The Real Story: In the Half-light at The King’s Arms
Sarah-Clare Conlon, Literature EditorWhat happens in the place between light and dark, where one thing is changing into another? That’s what the 2018 Not Quite Light Weekend aims to show – and tell, in the case of this special one-off evening of twilight tales from The Real Story. Kicking the whole festival off, In the Half-light features five writers and five new commissions inspired by all things crepuscular. The award-winning novelists, short story authors and poets from across the globe are keeping this brand-new work under wraps until the night, so it’s five world premieres in one.
The Real Story is an Arts Council England-funded project that promotes creative non-fiction and the essay in the UK, and is curated by writers Adam Farrer and Kate Feld. Alongside art, photography and performance events over the course of the NQL Weekend (including a Friday-night concert exploring the themes of transition, dawn and dusk, narration by NQL organiser Simon Buckley and readings by the actress Julie Hesmondhalgh), In the Half-light will feature an all-female line-up, from home and away.
Manchester Writing School lecturer and ex-neuroscientist Rachel Genn is the author of the novel The Cure and the creator of the National Facility for the Regulation of Regret, a quasi-institution with output spanning film, writing and installations.
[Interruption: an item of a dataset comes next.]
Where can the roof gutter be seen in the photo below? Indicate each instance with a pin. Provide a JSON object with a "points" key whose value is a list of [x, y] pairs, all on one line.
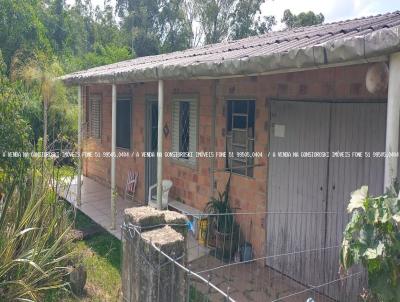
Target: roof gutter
{"points": [[345, 51]]}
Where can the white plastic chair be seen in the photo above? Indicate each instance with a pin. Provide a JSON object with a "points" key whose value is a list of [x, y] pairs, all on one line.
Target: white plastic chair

One of this year’s two Burgess Fellows at the University of Manchester’s Centre for New Writing, Joanna Walsh is the author of several critically acclaimed books including Hotel, Vertigo and Worlds from the Word’s End, and Break.up, a novel in essays, which she recently launched hat Waterstone’s Deansgate.
From further afield, Belfast-born, Edinburgh-based award-winning author, critic and experimental writer Maria Fusco has been described by Artangel as ‘one of the most distinctive voices in contemporary writing in the UK’ and her latest book, a collection of critical writing, is Give Up Art (New Documents). Berlin-based May-Lan Tan’s collection of short stories, Things to Make and Break, was shortlisted for the Guardian First Book Award, and her recent projects have included illustration, electronica and durational performance art. Co-editor of poetry and art magazine The Pickled Body, Canadian Dimitra Xidous lives in Dublin and is author of the poetry collection Keeping Bees with work forthcoming in gorse editions anthology Under the Influence.
You’d be daft to miss this. Really, you would.